Python - Capture next word after specific string in a text

Question

I am trying to only capture 1 word after a specific string. For example,

import re
my_string="I love Apple juice, it is delicious."
print(my_string.split("I love",1)[-1])

I get result:

Apple juice, it is delicious.

But I just need 1 word, nothing after that.

Apple 

How to do I remove every thing after Apple? I tried rstrip , it works but not the best efficient way. Thanks.

Answer 1

Just use str.split twice and make sure you use maxsplit to avoid unwanted splitting:

my_string = 'I love Apple juice, it is delicious.'

res = my_string.split('I love', maxsplit=1)[-1]\
               .split(maxsplit=1)[0]

'Apple'

Answer 2

I'd try a positive lookbehind in your regex:

>>> import re
>>> my_string="I love Apple juice, it is delicious."
>>> re.search('(?<=I love )(\w+)', my_string).group(1)
'Apple'

Answer 3

You can also try using the positive look ahead Regex group construct:

match = re.search('(?<=I love\s)\S*', 'I love Apple juice, it is delicious.')
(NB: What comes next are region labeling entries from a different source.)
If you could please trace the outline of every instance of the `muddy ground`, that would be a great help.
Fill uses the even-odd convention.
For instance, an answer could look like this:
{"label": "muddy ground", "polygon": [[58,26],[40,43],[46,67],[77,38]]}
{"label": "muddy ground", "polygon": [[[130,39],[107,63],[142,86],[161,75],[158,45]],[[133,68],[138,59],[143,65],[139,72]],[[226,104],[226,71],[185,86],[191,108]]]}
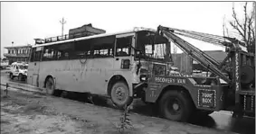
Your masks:
{"label": "muddy ground", "polygon": [[1,134],[213,134],[224,131],[130,113],[132,127],[120,132],[123,111],[35,93],[1,90]]}

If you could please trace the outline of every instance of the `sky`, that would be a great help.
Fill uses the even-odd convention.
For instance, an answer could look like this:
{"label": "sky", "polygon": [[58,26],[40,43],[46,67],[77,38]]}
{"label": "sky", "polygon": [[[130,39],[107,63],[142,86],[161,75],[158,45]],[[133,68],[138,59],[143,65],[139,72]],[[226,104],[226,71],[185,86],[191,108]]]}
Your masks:
{"label": "sky", "polygon": [[[64,34],[69,29],[92,23],[108,33],[134,27],[158,25],[223,35],[223,18],[232,20],[232,5],[239,17],[242,2],[2,2],[1,58],[4,47],[34,44],[33,39]],[[252,4],[248,4],[251,7]],[[227,25],[229,25],[227,23]],[[191,40],[203,50],[223,49]]]}

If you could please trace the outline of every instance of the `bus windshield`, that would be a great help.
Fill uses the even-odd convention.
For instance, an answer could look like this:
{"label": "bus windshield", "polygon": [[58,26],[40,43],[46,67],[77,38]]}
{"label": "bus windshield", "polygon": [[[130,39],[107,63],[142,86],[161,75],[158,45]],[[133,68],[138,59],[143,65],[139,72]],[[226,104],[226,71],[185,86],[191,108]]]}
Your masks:
{"label": "bus windshield", "polygon": [[[170,44],[167,39],[153,31],[137,33],[136,48],[142,52],[142,58],[164,60],[170,58]],[[138,58],[138,55],[136,56]]]}

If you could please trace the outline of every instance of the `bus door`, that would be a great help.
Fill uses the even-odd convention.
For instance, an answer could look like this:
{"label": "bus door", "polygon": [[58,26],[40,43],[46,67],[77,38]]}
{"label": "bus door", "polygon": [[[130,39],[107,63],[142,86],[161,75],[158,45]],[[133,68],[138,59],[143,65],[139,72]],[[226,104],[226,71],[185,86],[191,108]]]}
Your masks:
{"label": "bus door", "polygon": [[31,62],[29,63],[29,83],[34,86],[39,86],[40,61],[43,53],[43,47],[33,48]]}
{"label": "bus door", "polygon": [[114,70],[130,70],[135,45],[135,33],[116,36]]}

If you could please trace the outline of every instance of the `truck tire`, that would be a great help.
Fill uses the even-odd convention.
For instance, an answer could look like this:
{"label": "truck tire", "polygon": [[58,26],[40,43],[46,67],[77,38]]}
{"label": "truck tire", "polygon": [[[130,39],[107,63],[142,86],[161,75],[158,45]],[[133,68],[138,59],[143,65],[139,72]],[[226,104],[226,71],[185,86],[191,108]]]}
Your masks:
{"label": "truck tire", "polygon": [[47,78],[45,83],[45,89],[46,89],[46,94],[50,95],[54,94],[55,85],[54,85],[54,81],[52,77]]}
{"label": "truck tire", "polygon": [[212,114],[213,112],[214,112],[214,111],[204,111],[204,110],[198,110],[198,111],[197,111],[197,113],[198,113],[199,115],[203,115],[203,116],[210,115],[210,114]]}
{"label": "truck tire", "polygon": [[186,121],[193,112],[193,102],[186,94],[176,90],[164,94],[159,101],[160,113],[175,121]]}
{"label": "truck tire", "polygon": [[117,82],[114,84],[111,88],[110,98],[119,109],[123,109],[125,105],[128,106],[133,100],[132,97],[129,96],[128,86],[124,82]]}

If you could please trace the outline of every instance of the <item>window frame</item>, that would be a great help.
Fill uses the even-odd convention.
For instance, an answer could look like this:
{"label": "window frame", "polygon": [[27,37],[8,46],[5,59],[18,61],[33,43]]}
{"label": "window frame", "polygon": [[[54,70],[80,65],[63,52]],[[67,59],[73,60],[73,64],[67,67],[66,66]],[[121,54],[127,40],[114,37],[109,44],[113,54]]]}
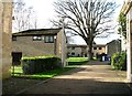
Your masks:
{"label": "window frame", "polygon": [[[36,36],[36,39],[34,39]],[[42,35],[33,35],[33,41],[42,41]]]}
{"label": "window frame", "polygon": [[99,47],[99,50],[102,50],[102,47]]}
{"label": "window frame", "polygon": [[16,41],[16,36],[12,36],[12,41]]}
{"label": "window frame", "polygon": [[94,50],[97,50],[97,47],[94,47]]}
{"label": "window frame", "polygon": [[[51,39],[53,39],[53,40],[51,40]],[[45,43],[54,43],[54,35],[45,35],[44,42]]]}

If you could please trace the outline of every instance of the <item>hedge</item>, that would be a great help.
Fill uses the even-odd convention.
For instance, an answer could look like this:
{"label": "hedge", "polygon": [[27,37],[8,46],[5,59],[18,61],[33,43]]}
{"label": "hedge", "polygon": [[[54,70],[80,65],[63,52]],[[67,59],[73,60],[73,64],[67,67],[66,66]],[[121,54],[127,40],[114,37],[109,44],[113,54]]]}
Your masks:
{"label": "hedge", "polygon": [[127,71],[127,53],[114,53],[111,57],[111,65],[114,70]]}
{"label": "hedge", "polygon": [[34,74],[61,67],[61,58],[56,56],[22,57],[21,64],[23,74]]}

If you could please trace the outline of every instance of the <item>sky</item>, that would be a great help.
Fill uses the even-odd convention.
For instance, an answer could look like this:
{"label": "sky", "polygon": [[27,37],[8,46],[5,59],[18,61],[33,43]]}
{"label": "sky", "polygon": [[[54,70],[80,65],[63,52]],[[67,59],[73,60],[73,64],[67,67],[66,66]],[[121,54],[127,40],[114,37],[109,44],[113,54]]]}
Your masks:
{"label": "sky", "polygon": [[[40,28],[51,28],[51,22],[50,20],[55,19],[55,11],[54,11],[54,1],[56,0],[24,0],[26,6],[32,6],[36,17],[37,17],[37,22],[38,22],[38,29]],[[113,1],[113,0],[112,0]],[[124,0],[114,0],[117,2],[117,4],[119,4],[119,8],[117,9],[113,19],[114,19],[114,24],[117,24],[118,21],[118,15],[119,12],[121,10],[121,7],[123,4]],[[84,40],[79,36],[74,36],[74,42],[75,44],[86,44],[84,42]],[[95,42],[97,44],[107,44],[108,42],[112,41],[112,40],[117,40],[120,39],[120,35],[117,34],[117,31],[114,31],[114,33],[110,34],[107,38],[97,38],[95,39]]]}

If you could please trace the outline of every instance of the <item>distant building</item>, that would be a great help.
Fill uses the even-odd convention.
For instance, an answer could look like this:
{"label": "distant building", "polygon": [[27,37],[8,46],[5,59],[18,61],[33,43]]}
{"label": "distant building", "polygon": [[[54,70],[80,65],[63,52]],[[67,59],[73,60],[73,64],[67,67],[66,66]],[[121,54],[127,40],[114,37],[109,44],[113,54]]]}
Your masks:
{"label": "distant building", "polygon": [[[87,57],[88,49],[89,47],[87,45],[68,44],[67,56]],[[94,44],[92,47],[94,56],[97,56],[97,54],[102,54],[102,53],[106,53],[106,45]]]}
{"label": "distant building", "polygon": [[113,53],[121,53],[121,40],[113,40],[106,45],[106,53],[112,56]]}
{"label": "distant building", "polygon": [[40,55],[66,58],[66,36],[63,29],[34,29],[12,34],[13,63],[20,63],[22,56]]}
{"label": "distant building", "polygon": [[132,0],[125,0],[121,12],[127,17],[127,78],[132,82]]}
{"label": "distant building", "polygon": [[12,7],[12,0],[0,0],[0,78],[11,76]]}

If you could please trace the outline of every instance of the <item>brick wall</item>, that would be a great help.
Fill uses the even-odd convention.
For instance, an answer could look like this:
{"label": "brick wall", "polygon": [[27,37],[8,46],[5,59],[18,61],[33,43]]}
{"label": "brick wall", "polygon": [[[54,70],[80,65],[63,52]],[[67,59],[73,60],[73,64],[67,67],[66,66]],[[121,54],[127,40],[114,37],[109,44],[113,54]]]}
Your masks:
{"label": "brick wall", "polygon": [[16,36],[12,44],[12,52],[22,52],[22,56],[55,55],[54,49],[54,43],[33,41],[33,36]]}
{"label": "brick wall", "polygon": [[[63,40],[62,40],[62,35],[63,35]],[[62,53],[63,52],[63,53]],[[67,44],[66,44],[66,36],[63,30],[61,30],[61,32],[57,33],[57,41],[56,41],[56,55],[58,57],[63,57],[64,60],[64,66],[66,65],[65,60],[67,57],[66,55],[67,53]]]}
{"label": "brick wall", "polygon": [[0,1],[0,64],[2,65],[2,78],[11,76],[11,20],[12,3]]}

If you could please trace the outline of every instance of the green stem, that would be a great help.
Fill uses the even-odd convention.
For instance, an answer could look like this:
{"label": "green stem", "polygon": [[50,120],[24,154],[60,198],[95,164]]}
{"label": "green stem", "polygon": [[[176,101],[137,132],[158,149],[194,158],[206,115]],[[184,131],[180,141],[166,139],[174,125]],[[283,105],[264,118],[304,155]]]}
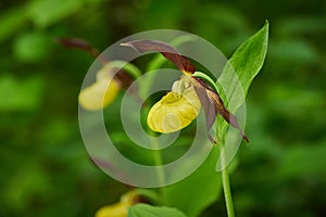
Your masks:
{"label": "green stem", "polygon": [[[222,163],[225,164],[224,151],[223,151],[223,149],[221,149],[221,151],[222,151],[221,152]],[[230,184],[229,184],[229,177],[228,177],[226,166],[222,170],[222,184],[223,184],[223,191],[224,191],[224,199],[225,199],[225,204],[226,204],[227,216],[228,217],[234,217],[235,216],[234,203],[233,203],[233,196],[231,196]]]}

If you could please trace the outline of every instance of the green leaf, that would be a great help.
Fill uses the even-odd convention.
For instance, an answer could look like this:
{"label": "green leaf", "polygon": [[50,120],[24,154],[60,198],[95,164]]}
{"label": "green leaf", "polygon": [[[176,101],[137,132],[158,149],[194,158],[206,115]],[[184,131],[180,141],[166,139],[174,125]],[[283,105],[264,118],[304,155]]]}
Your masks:
{"label": "green leaf", "polygon": [[137,204],[129,208],[128,217],[186,217],[186,215],[172,207]]}
{"label": "green leaf", "polygon": [[41,77],[17,79],[0,77],[0,111],[34,111],[40,106],[45,80]]}
{"label": "green leaf", "polygon": [[24,7],[2,13],[0,16],[0,42],[22,30],[25,24],[27,24],[27,17]]}
{"label": "green leaf", "polygon": [[26,9],[34,24],[45,28],[76,13],[84,3],[85,0],[34,0]]}
{"label": "green leaf", "polygon": [[18,36],[13,44],[14,55],[25,63],[38,63],[47,59],[52,50],[52,39],[43,33],[26,33]]}
{"label": "green leaf", "polygon": [[268,22],[266,21],[262,29],[236,50],[224,67],[218,82],[227,95],[231,112],[235,112],[244,102],[253,78],[263,66],[267,43]]}
{"label": "green leaf", "polygon": [[173,205],[191,217],[198,216],[216,201],[222,190],[221,174],[215,171],[218,156],[218,148],[214,146],[206,161],[193,174],[165,187],[165,204]]}

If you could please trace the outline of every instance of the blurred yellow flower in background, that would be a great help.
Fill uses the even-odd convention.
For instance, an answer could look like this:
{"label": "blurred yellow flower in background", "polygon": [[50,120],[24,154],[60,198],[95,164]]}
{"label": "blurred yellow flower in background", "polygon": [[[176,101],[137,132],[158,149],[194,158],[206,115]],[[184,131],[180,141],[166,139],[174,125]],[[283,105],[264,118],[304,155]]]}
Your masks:
{"label": "blurred yellow flower in background", "polygon": [[96,217],[127,217],[128,208],[137,203],[138,195],[135,191],[123,194],[118,203],[103,206],[96,213]]}

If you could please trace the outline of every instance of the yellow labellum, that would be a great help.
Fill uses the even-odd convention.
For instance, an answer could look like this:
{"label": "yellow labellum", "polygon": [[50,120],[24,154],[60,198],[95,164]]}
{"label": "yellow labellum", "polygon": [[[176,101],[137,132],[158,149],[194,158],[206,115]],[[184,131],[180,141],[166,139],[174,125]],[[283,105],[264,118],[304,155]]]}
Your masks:
{"label": "yellow labellum", "polygon": [[181,92],[173,90],[151,107],[147,123],[153,131],[168,133],[180,130],[198,116],[201,104],[196,90],[184,81],[181,78],[174,84],[174,87],[183,86],[178,88]]}
{"label": "yellow labellum", "polygon": [[79,104],[89,111],[102,110],[117,95],[120,87],[112,78],[112,67],[106,64],[97,73],[97,80],[79,93]]}

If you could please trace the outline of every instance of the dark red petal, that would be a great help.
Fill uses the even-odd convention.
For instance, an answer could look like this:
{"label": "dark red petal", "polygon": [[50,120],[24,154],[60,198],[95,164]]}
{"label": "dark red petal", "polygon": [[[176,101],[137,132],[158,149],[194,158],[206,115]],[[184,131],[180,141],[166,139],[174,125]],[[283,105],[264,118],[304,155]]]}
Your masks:
{"label": "dark red petal", "polygon": [[134,40],[129,41],[127,43],[122,43],[122,46],[128,46],[139,53],[145,53],[148,51],[156,51],[162,53],[164,58],[170,60],[172,63],[176,65],[178,69],[185,73],[192,74],[196,71],[196,67],[190,63],[190,61],[178,53],[178,51],[170,46],[168,43],[165,43],[163,41],[159,40]]}
{"label": "dark red petal", "polygon": [[244,132],[241,130],[236,116],[225,107],[225,105],[224,105],[222,99],[220,98],[218,93],[213,91],[212,89],[208,89],[208,94],[215,102],[216,113],[218,113],[230,126],[239,129],[242,138],[246,140],[246,142],[249,142],[249,139],[244,135]]}
{"label": "dark red petal", "polygon": [[236,116],[224,105],[221,97],[210,86],[199,78],[193,78],[195,89],[205,112],[208,131],[213,126],[216,115],[220,114],[230,126],[239,129],[242,138],[249,142],[248,137],[240,129]]}
{"label": "dark red petal", "polygon": [[206,130],[209,132],[216,119],[215,104],[214,101],[209,97],[208,91],[203,86],[203,81],[199,78],[192,78],[195,90],[205,113]]}

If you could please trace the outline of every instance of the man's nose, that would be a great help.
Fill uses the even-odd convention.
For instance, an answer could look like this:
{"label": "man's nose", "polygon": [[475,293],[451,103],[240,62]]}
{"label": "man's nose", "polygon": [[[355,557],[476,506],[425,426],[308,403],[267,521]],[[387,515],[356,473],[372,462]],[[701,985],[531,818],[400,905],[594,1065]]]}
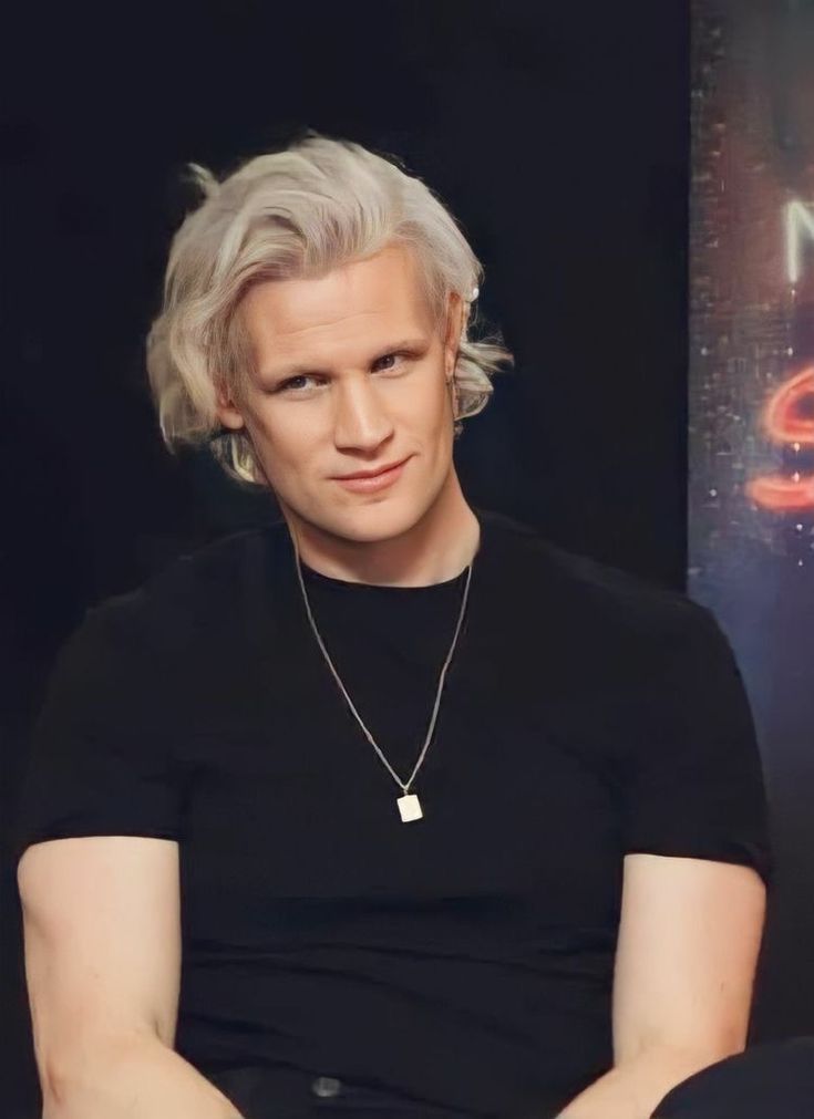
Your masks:
{"label": "man's nose", "polygon": [[334,442],[338,448],[372,449],[392,430],[381,394],[369,379],[338,387],[334,415]]}

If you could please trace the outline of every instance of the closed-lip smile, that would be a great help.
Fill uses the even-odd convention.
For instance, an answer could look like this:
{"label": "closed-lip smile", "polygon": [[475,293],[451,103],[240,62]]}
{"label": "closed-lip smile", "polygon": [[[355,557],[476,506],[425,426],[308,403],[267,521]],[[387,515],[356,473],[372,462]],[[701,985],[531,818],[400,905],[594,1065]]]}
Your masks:
{"label": "closed-lip smile", "polygon": [[389,462],[386,466],[380,467],[378,470],[357,470],[353,474],[335,474],[335,478],[344,482],[349,481],[352,478],[375,478],[377,474],[383,474],[387,470],[400,467],[402,462],[406,462],[406,459],[400,459],[397,462]]}

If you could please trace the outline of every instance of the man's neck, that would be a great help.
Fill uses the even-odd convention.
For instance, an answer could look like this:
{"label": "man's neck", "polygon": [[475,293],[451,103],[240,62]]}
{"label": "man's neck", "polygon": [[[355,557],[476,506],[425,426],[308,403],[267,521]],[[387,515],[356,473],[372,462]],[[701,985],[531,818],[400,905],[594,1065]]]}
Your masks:
{"label": "man's neck", "polygon": [[282,504],[281,508],[302,563],[348,583],[428,586],[447,582],[471,563],[480,545],[478,518],[457,485],[409,532],[384,540],[341,538],[302,520]]}

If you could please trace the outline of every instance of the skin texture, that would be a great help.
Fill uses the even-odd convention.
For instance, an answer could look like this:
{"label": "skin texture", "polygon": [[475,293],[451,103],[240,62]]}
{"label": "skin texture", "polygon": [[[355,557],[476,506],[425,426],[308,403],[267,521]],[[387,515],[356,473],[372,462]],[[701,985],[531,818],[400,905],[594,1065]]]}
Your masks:
{"label": "skin texture", "polygon": [[[452,373],[462,304],[438,326],[414,257],[389,245],[322,278],[266,281],[240,307],[254,369],[221,422],[245,426],[305,563],[350,582],[420,586],[474,556],[477,518],[452,461]],[[412,352],[394,352],[411,340]],[[290,378],[291,365],[310,370]],[[409,457],[385,490],[352,492],[337,474]]]}
{"label": "skin texture", "polygon": [[[272,281],[241,307],[255,370],[219,419],[245,425],[306,563],[350,581],[423,585],[468,564],[478,526],[452,462],[460,303],[433,329],[415,262],[391,245],[317,280]],[[414,339],[413,356],[385,356]],[[378,360],[376,360],[378,359]],[[274,392],[291,365],[308,370]],[[331,476],[411,455],[380,493]],[[474,521],[474,524],[473,524]],[[750,868],[625,857],[615,1066],[568,1119],[647,1119],[692,1072],[743,1049],[765,910]]]}
{"label": "skin texture", "polygon": [[[418,586],[455,577],[475,554],[479,527],[452,462],[447,384],[461,310],[451,298],[434,327],[414,261],[396,246],[245,297],[255,370],[240,402],[221,398],[219,419],[245,425],[315,570]],[[406,339],[415,352],[393,356]],[[294,361],[319,372],[273,392]],[[333,478],[406,455],[402,477],[378,493]],[[45,1119],[238,1119],[172,1050],[178,845],[139,836],[35,844],[18,884]],[[674,1084],[742,1050],[764,910],[765,887],[748,867],[625,857],[615,1066],[563,1117],[647,1119]]]}

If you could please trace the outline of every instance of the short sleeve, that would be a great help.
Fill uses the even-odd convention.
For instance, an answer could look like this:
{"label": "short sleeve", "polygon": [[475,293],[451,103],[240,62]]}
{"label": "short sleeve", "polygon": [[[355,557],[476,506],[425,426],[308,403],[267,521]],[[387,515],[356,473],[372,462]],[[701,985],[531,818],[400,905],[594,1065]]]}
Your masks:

edit: I miss read your question and updated my pattern to match what you are looking for.

Answer 4

There are many ways to do it. In the simplest form you can do:

>>> s = 'Apple juice, it is delicious.'
>>> s.split()[0]
'Apple'

Or use the fully-featured regular expression ( import re )

>>> re.search(r'^[\S]*(?!\S\s)', s)
'Apple'

Answer 5

You can use

import re
my_string="I love Apple juice, it is delicious."
print( re.findall(r"\bI\s+love\s+(\w+)", my_string) )
# => ['Apple']

See the Python demo and the regex demo . Note that re.findall returns all found matches in the string, and since there is a single capturing group in the pattern the returned strings will be the Group 1 values.

Details :

• \b - a word boundary
• I - an I word
• \s+ - one or more whitespaces (what if the space is a non-breaking space? \s handles these cases well)
• love - a love word
• \s+ - one or more whitespaces
• (\w+) - Group 1: one or more letters, digits or underscores.